Cheatsheet Classification for Machine Learning (R)
Introduction
This classification cheatsheet demonstrates several common machine learning models using a binary wine quality dataset:
- Source:
https://github.com/sainsdataid/dataset/raw/refs/heads/main/wine-quality-binary.csv
- Task: Predict a binary wine quality label based on physicochemical properties.
Models included:
- Logistic Regression
- K-Nearest Neighbors (KNN) Classification
- Support Vector Machine (SVM) Classification
- Decision Tree
- Random Forest
- XGBoost (Gradient Boosting)
- Naive Bayes
Metrics:
- Accuracy
- F1-score (for the positive class)
- Balanced Accuracy (accounts for class imbalance)
The code is written so you can adapt it easily to other binary classification datasets.
Required Packages
Main packages used:
- tidyverse – data manipulation and basic
visualization.
- readr – fast CSV reading (part of tidyverse but
loaded explicitly).
- caret – unified interface for training ML models,
cross-validation, preprocessing, and tuning.
- e1071 – provides Naive Bayes and SVM
implementations (also used internally by some caret methods).

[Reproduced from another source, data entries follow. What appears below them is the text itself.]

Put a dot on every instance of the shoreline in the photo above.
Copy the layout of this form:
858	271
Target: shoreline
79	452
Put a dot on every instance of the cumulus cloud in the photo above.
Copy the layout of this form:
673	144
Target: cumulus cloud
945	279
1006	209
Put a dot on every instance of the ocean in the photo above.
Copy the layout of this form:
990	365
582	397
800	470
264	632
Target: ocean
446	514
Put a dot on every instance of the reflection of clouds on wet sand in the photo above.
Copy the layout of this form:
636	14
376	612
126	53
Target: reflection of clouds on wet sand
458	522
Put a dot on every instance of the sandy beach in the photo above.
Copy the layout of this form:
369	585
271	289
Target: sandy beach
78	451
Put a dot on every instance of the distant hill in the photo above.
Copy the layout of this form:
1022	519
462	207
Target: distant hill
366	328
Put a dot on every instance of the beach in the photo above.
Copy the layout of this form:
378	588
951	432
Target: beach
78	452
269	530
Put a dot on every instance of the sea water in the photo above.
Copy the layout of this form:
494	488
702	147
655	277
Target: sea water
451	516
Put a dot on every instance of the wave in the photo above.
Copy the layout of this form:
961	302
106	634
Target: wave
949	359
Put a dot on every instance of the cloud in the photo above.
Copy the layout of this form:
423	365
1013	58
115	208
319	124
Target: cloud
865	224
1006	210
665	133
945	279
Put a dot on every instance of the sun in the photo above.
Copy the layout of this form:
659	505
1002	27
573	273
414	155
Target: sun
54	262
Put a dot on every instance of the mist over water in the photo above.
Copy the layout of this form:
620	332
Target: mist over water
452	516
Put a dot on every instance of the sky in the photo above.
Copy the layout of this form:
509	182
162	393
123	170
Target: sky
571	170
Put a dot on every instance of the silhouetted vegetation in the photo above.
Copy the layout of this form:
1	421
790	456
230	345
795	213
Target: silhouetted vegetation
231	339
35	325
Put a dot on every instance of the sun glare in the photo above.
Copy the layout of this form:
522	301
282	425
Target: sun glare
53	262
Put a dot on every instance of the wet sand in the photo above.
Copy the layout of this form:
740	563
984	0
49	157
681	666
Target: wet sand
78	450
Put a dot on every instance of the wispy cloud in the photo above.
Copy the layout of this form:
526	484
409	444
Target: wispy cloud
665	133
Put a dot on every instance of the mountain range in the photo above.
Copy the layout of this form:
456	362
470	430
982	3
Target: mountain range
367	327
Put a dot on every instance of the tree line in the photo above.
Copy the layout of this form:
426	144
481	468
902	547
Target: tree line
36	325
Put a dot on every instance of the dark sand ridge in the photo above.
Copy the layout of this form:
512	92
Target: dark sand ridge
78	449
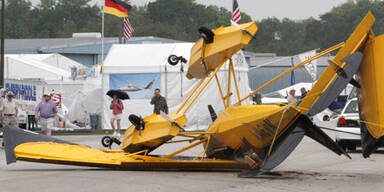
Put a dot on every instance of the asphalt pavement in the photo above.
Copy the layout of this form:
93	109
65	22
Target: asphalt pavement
311	167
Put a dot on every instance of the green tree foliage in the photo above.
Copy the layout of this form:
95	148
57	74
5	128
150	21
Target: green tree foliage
180	19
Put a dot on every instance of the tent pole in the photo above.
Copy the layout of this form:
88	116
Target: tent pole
102	37
235	80
228	97
221	91
190	94
335	47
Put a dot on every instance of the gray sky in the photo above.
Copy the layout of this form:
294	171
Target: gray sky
259	9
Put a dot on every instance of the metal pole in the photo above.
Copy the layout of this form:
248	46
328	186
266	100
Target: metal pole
102	38
121	30
2	43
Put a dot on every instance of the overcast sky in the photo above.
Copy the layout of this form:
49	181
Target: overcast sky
259	9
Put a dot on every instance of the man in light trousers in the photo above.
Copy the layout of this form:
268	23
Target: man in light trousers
48	111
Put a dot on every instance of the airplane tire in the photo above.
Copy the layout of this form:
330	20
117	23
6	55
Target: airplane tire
106	141
173	60
206	34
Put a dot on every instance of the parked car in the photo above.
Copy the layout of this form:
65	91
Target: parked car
348	121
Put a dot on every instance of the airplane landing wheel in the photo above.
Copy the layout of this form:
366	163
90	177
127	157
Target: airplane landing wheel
106	141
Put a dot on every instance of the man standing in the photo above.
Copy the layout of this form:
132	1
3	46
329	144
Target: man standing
159	102
48	110
9	111
117	111
3	92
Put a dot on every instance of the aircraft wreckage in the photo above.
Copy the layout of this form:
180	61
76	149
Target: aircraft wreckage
249	138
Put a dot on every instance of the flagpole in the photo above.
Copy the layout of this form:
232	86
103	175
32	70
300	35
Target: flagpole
102	35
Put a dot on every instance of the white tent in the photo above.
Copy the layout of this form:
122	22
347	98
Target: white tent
18	67
135	65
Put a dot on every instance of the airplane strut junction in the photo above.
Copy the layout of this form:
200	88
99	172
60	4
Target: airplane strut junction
249	139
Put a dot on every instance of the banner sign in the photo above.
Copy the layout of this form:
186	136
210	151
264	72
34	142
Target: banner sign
138	86
25	92
311	67
56	98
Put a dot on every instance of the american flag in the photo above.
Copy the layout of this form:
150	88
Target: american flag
128	29
236	16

- kernlab – kernel-based methods, used by
caretforsvmRadial.
- rpart – decision trees.
- rpart.plot – easy visualization of rpart
trees.
- randomForest – Random Forest algorithm.

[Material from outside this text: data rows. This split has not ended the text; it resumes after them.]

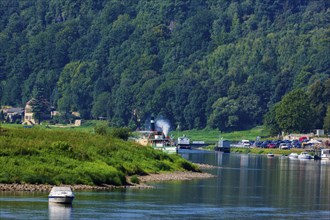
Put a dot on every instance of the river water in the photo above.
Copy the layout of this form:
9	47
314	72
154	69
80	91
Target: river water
245	187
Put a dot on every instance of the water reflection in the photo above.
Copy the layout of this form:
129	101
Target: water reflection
59	211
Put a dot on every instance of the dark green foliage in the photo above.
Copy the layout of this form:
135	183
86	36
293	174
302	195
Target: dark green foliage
326	124
121	133
135	179
219	64
45	156
101	129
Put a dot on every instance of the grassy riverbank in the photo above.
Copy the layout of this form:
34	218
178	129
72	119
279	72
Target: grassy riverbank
51	156
275	151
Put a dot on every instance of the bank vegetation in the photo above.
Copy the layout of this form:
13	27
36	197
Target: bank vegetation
46	156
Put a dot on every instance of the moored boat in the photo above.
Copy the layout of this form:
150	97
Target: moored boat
270	155
63	195
304	156
184	142
293	155
325	154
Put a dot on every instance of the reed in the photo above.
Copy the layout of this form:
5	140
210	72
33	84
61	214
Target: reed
53	156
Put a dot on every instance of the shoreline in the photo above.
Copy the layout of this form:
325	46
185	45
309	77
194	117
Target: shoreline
144	180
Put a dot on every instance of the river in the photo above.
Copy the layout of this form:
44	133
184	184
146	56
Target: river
245	187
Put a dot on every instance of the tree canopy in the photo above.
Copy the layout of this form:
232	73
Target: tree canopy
222	64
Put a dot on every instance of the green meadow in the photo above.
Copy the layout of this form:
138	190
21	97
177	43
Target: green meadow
52	155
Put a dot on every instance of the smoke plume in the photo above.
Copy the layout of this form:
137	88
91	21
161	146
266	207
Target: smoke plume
164	125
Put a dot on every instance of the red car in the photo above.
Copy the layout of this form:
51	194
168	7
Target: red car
271	145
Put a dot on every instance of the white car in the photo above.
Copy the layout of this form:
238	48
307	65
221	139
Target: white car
284	146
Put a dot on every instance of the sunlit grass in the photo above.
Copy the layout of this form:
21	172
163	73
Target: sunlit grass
60	156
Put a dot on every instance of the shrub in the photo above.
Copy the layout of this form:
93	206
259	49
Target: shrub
135	179
101	129
121	133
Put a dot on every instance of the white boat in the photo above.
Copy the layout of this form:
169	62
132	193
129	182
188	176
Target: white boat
304	156
270	155
293	155
163	143
184	142
61	194
325	154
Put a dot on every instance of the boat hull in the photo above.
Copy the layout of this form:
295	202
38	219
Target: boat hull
60	199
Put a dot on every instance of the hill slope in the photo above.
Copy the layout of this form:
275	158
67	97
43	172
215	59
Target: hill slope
197	63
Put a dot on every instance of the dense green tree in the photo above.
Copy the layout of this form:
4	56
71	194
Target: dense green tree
294	112
40	106
198	63
326	124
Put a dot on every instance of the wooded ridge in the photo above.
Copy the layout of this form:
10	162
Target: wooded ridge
222	64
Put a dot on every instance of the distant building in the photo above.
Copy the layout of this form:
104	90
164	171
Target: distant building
29	114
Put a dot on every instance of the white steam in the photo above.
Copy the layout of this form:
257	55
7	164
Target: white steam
164	125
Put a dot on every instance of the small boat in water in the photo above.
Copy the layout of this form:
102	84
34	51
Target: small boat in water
304	156
293	156
63	195
325	154
184	142
270	155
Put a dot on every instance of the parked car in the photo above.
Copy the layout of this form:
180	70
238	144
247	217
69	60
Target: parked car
284	146
264	144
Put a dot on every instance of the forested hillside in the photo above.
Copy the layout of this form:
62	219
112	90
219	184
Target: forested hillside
198	63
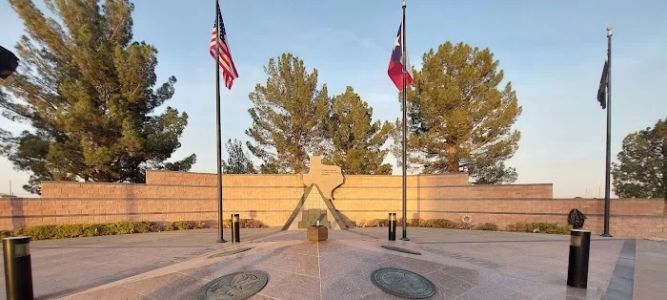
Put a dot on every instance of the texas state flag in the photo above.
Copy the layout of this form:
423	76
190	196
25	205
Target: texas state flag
395	70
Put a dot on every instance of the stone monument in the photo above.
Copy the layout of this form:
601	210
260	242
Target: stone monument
316	206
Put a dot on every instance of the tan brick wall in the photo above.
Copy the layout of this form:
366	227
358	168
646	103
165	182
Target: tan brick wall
175	196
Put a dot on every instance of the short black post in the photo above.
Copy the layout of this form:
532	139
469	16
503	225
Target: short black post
577	270
236	232
18	272
392	226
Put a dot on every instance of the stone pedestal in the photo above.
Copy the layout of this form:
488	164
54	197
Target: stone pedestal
317	233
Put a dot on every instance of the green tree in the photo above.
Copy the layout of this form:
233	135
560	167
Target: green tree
356	140
459	118
288	116
641	171
88	91
237	162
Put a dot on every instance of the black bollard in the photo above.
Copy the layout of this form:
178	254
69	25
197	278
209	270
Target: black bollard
236	232
577	270
18	273
392	226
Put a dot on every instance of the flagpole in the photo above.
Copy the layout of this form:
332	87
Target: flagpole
405	125
217	124
607	177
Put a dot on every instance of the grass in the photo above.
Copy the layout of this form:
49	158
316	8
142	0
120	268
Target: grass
550	228
46	232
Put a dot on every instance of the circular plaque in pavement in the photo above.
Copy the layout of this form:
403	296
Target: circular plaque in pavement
403	283
235	286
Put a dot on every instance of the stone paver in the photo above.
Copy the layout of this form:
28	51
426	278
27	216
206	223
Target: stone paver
494	266
65	266
462	264
650	270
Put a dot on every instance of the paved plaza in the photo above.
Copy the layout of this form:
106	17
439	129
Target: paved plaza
463	264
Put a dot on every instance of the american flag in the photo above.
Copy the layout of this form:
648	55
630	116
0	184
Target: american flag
219	49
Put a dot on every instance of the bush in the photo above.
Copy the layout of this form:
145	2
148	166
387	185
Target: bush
45	232
552	228
487	226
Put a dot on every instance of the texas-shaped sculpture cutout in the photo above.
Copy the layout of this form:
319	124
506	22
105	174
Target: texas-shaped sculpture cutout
327	178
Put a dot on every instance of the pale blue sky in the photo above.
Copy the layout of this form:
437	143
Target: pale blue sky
551	51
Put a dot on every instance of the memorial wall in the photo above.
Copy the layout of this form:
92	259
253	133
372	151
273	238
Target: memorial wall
271	199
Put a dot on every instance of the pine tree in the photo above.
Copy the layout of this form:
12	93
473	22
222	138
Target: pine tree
356	140
641	171
288	116
237	162
88	91
459	118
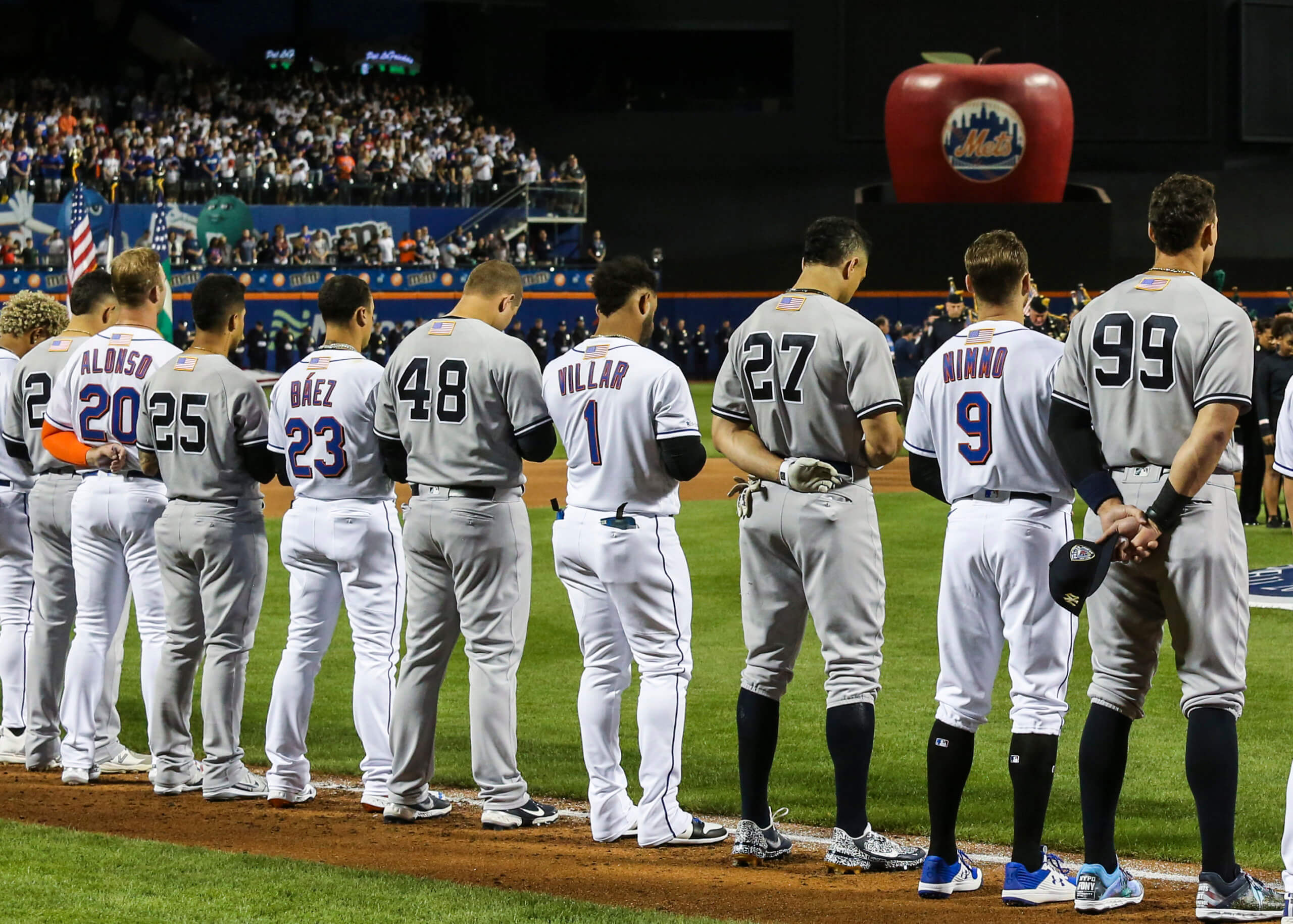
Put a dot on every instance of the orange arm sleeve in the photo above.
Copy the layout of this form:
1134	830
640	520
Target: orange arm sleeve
64	446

- xgboost – efficient gradient boosting
implementation.
- MLmetrics – additional metrics such as F1-score, Balanced Accuracy, etc.
# Load required packages
library(tidyverse)
library(readr)
library(caret)
library(e1071) # Naive Bayes and SVM implementations
library(kernlab) # Kernel methods, used by caret for svmRadial
library(rpart) # Decision trees
library(rpart.plot) # Tree plotting
library(randomForest) # Random Forest
library(xgboost) # Gradient boosting
library(MLmetrics) # Extra metrics: F1, BalancedAccuracyIf you do not have these packages installed, you can run the following once:
0. Data Loading & Train-Test Split
We use the wine-quality-binary dataset from the provided GitHub URL.

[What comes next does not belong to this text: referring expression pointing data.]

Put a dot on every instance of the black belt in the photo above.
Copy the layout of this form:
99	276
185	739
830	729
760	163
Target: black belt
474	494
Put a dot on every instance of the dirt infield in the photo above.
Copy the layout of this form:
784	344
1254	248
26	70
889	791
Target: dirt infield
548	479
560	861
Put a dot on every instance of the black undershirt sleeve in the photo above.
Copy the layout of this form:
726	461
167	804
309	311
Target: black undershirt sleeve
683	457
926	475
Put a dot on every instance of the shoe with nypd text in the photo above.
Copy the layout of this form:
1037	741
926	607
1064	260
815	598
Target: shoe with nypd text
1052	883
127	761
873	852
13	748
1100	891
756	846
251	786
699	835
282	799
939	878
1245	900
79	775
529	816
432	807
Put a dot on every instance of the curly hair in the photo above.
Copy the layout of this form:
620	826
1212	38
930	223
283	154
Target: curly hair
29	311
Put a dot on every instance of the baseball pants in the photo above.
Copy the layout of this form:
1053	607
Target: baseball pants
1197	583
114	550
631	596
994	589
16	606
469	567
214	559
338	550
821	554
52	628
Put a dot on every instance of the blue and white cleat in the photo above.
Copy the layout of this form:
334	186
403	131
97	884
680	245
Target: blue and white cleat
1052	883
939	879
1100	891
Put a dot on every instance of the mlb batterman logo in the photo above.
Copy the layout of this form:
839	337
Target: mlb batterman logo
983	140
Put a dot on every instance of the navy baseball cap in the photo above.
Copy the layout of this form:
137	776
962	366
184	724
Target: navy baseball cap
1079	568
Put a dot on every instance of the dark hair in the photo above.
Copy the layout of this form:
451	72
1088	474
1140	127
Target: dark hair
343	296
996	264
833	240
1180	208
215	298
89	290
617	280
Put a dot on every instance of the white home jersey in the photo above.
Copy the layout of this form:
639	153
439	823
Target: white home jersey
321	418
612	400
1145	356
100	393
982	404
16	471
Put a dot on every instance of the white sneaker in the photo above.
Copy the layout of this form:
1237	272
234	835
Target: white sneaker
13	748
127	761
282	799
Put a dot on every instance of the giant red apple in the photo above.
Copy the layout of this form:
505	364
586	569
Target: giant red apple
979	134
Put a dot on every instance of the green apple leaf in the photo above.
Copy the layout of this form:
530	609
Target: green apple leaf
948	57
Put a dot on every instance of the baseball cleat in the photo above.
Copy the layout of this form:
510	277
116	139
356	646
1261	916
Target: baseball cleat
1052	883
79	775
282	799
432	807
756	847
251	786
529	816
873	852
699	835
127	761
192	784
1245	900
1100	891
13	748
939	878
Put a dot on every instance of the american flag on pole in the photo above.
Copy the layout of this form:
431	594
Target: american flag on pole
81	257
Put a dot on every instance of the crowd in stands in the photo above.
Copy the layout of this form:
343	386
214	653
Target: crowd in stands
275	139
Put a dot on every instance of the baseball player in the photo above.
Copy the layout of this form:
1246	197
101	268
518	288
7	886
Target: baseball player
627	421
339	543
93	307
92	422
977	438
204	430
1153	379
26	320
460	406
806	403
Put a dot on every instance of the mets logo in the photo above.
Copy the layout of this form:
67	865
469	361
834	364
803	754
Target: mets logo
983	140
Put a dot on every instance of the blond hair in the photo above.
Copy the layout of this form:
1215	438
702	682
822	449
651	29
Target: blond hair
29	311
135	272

# URL for the wine quality binary dataset
url_wine <- "https://github.com/sainsdataid/dataset/raw/refs/heads/main/wine-quality-binary.csv"
# Read CSV from URL
df <- read_csv(url_wine)
# Inspect structure and column names
str(df)## spc_tbl_ [1,143 × 13] (S3: spec_tbl_df/tbl_df/tbl/data.frame)
## $ id : num [1:1143] 1 2 3 4 5 6 7 8 9 10 ...
## $ fixed.acidity : num [1:1143] 7.4 7.8 7.8 11.2 7.4 7.4 7.9 7.3 7.8 6.7 ...
## $ volatile.acidity : num [1:1143] 0.7 0.88 0.76 0.28 0.7 0.66 0.6 0.65 0.58 0.58 ...
## $ citric.acid : num [1:1143] 0 0 0.04 0.56 0 0 0.06 0 0.02 0.08 ...
## $ residual.sugar : num [1:1143] 1.9 2.6 2.3 1.9 1.9 1.8 1.6 1.2 2 1.8 ...
## $ chlorides : num [1:1143] 0.076 0.098 0.092 0.075 0.076 0.075 0.069 0.065 0.073 0.097 ...
## $ free.sulfur.dioxide : num [1:1143] 11 25 15 17 11 13 15 15 9 15 ...
## $ total.sulfur.dioxide: num [1:1143] 34 67 54 60 34 40 59 21 18 65 ...
## $ density : num [1:1143] 0.998 0.997 0.997 0.998 0.998 ...
## $ pH : num [1:1143] 3.51 3.2 3.26 3.16 3.51 3.51 3.3 3.39 3.36 3.28 ...
## $ sulphates : num [1:1143] 0.56 0.68 0.65 0.58 0.56 0.56 0.46 0.47 0.57 0.54 ...
## $ alcohol : num [1:1143] 9.4 9.8 9.8 9.8 9.4 9.4 9.4 10 9.5 9.2 ...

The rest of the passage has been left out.